No, they just need to do the job right.
But it needs to prove that the CORRECT SIMULATION, which would be complete, doesn't ever reach a final state. That COULD be done by replacing the decider with a non-aborting version, but you have to do it in a way that doesn't change the input, which means in your case, you can't change the copy of HHH that DDD calls.
Of course, with a proper setup, where DDD has its own copy of the decider, that wouldn't be a problem.
Since, giving THIS DDD, which calls THIS HHH, that tries to use the rule to abort, to a actual correct simulation, we see DDD call HHH(DDD) which WILL abort it simulation and return to DDD which then reaches its final state, so the application of the rule by HHH could not have been based on a correct determination that the correct simulation of this input is non-halting.

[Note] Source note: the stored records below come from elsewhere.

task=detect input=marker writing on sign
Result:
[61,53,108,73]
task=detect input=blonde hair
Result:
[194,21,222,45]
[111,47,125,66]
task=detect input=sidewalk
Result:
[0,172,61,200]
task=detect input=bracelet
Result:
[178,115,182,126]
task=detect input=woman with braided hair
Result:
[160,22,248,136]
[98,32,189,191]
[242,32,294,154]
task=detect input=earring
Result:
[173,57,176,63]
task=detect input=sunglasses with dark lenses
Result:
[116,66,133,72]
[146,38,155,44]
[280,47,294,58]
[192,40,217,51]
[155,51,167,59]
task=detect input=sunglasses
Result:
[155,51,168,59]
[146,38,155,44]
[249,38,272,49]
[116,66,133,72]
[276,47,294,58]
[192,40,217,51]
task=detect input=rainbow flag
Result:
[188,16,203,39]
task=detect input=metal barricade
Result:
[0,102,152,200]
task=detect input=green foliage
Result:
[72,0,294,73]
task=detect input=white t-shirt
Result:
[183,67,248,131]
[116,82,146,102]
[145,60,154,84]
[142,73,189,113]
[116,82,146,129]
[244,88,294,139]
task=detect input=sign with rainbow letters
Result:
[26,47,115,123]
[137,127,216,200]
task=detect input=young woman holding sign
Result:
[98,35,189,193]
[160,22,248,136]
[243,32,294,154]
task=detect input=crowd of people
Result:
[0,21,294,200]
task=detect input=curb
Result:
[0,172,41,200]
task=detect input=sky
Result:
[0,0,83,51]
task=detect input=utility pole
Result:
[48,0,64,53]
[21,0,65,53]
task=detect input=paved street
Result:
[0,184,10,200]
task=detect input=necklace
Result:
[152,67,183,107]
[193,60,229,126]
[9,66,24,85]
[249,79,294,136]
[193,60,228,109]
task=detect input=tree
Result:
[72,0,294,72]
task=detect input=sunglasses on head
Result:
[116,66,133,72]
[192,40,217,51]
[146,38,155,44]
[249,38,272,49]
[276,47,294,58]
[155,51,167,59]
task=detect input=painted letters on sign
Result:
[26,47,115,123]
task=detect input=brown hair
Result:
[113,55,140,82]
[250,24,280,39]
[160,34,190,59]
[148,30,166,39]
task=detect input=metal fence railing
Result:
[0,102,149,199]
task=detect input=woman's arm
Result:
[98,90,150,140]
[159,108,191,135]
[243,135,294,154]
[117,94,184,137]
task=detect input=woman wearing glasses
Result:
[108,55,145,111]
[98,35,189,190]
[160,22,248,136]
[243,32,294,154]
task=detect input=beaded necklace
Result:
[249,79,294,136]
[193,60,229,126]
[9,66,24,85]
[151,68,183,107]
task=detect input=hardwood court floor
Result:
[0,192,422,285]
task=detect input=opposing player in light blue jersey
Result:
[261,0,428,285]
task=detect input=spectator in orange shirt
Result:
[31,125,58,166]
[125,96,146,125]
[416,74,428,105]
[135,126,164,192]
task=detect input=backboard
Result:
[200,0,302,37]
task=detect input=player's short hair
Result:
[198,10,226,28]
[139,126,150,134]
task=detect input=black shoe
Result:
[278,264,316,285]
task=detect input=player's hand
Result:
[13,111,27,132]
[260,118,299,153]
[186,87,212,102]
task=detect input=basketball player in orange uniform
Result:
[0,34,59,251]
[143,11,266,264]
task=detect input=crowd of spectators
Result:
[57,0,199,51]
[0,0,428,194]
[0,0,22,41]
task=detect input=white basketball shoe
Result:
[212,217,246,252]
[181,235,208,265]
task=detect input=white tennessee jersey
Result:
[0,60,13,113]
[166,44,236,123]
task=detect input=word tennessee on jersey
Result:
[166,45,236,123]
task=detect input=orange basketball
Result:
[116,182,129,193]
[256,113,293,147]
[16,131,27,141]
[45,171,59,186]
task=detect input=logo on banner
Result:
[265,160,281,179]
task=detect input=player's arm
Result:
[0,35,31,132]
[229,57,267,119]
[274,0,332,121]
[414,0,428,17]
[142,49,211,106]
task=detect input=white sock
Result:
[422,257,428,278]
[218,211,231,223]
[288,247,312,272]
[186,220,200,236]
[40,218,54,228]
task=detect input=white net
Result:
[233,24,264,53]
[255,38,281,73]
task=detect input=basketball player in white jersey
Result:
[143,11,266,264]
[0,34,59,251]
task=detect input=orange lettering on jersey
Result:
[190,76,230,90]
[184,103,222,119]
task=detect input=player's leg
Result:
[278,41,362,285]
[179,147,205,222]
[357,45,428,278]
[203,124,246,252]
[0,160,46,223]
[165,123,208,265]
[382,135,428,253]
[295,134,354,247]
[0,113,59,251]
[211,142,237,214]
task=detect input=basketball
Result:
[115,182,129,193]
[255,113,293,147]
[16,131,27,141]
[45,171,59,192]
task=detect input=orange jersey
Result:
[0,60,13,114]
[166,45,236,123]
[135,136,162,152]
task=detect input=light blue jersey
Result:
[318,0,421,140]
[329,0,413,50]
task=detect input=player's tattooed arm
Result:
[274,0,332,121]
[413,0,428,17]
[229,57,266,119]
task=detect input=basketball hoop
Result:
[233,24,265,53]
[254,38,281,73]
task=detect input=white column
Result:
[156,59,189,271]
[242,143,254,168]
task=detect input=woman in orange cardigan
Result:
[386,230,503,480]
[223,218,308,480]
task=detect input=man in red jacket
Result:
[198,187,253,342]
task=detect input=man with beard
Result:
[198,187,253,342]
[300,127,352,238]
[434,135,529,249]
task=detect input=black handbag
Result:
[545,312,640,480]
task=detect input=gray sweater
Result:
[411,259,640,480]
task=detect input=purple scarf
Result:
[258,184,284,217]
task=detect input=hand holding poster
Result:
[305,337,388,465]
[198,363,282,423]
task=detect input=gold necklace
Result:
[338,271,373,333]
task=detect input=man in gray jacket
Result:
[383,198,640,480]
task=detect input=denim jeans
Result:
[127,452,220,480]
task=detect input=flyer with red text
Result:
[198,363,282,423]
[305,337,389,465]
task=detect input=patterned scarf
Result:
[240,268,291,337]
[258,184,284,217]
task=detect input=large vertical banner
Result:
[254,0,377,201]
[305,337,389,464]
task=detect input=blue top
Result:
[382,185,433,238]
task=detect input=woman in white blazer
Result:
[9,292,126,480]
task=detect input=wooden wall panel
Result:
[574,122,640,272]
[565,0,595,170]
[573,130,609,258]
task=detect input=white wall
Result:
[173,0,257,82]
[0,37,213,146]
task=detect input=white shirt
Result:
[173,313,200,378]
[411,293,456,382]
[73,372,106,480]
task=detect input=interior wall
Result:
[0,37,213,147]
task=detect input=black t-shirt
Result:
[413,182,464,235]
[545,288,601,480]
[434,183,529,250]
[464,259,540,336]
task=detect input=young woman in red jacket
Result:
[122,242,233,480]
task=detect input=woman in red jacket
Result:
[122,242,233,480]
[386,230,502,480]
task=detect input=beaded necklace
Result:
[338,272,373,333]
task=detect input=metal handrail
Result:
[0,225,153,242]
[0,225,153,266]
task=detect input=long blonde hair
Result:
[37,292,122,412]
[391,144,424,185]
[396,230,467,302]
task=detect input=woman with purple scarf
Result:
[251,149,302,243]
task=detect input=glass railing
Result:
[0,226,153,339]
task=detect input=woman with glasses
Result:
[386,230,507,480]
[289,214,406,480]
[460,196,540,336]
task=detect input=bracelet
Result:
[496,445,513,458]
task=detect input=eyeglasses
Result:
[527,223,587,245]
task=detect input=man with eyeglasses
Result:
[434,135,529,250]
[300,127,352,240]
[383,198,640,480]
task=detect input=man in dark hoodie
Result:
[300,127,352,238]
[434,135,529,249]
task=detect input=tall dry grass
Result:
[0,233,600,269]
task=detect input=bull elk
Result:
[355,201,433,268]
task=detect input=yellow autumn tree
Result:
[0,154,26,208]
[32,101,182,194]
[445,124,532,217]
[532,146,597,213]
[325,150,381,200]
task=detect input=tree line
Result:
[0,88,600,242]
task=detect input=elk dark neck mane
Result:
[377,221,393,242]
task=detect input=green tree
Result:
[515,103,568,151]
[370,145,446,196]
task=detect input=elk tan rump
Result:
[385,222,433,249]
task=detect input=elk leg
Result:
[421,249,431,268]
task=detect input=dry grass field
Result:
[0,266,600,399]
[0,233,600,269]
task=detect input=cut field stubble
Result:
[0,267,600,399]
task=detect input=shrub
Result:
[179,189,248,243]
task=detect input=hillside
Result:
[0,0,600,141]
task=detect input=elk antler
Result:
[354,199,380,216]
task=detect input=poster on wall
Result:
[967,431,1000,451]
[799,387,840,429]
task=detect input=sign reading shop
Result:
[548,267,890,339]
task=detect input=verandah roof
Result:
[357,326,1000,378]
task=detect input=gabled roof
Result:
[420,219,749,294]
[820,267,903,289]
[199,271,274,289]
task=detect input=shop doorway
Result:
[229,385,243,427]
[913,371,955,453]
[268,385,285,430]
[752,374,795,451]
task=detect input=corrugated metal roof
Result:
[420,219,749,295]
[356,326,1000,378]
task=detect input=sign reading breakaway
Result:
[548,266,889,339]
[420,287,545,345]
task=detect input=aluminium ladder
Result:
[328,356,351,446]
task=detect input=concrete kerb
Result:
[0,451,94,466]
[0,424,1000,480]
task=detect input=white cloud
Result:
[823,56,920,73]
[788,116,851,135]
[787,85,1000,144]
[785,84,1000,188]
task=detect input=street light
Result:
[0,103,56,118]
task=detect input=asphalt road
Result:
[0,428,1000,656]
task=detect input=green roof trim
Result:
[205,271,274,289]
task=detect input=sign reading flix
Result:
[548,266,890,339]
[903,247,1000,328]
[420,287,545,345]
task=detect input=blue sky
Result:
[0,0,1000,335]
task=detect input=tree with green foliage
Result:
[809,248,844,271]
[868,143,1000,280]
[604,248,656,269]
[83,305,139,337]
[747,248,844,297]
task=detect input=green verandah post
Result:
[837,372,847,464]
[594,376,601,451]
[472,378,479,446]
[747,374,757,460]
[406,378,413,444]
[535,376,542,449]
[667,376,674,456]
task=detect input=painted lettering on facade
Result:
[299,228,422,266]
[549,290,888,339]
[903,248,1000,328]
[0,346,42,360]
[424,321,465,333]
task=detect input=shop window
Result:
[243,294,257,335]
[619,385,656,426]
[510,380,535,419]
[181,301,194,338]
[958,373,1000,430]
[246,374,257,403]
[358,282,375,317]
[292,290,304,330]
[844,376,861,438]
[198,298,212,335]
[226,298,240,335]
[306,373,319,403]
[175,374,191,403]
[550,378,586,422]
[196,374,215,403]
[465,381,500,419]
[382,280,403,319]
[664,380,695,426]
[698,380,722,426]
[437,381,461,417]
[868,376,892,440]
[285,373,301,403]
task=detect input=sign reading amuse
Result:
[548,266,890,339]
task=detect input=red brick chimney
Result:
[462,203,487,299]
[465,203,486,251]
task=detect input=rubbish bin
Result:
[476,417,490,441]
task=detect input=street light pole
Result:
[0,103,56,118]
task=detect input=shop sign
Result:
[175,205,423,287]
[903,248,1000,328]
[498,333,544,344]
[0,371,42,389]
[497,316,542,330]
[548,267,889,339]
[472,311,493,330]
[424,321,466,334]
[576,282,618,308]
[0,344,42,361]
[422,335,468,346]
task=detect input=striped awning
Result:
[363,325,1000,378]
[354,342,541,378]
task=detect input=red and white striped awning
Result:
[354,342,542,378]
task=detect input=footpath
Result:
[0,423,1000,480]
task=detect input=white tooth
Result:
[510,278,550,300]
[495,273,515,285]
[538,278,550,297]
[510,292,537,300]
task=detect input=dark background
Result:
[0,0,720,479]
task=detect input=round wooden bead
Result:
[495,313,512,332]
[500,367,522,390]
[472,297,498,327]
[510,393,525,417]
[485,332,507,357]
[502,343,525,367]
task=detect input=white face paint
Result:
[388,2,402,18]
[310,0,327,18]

<MIT Professor Sipser agreed to ONLY these verbatim words 10/13/2022>
If simulating halt decider H correctly simulates its input D
until H correctly determines that its simulated D would never
stop running unless aborted...
You lost, you are stuck in repeat mode. You have no
rebuttals that have not been proven false.
Nope, YOU have lost as you can't actually deal with ANY of the points I bring up, but just repeat your LIES that have been previously rebutted and not countered.
You just are too dumb to realize how stupid you are. The most stupid type of stupid.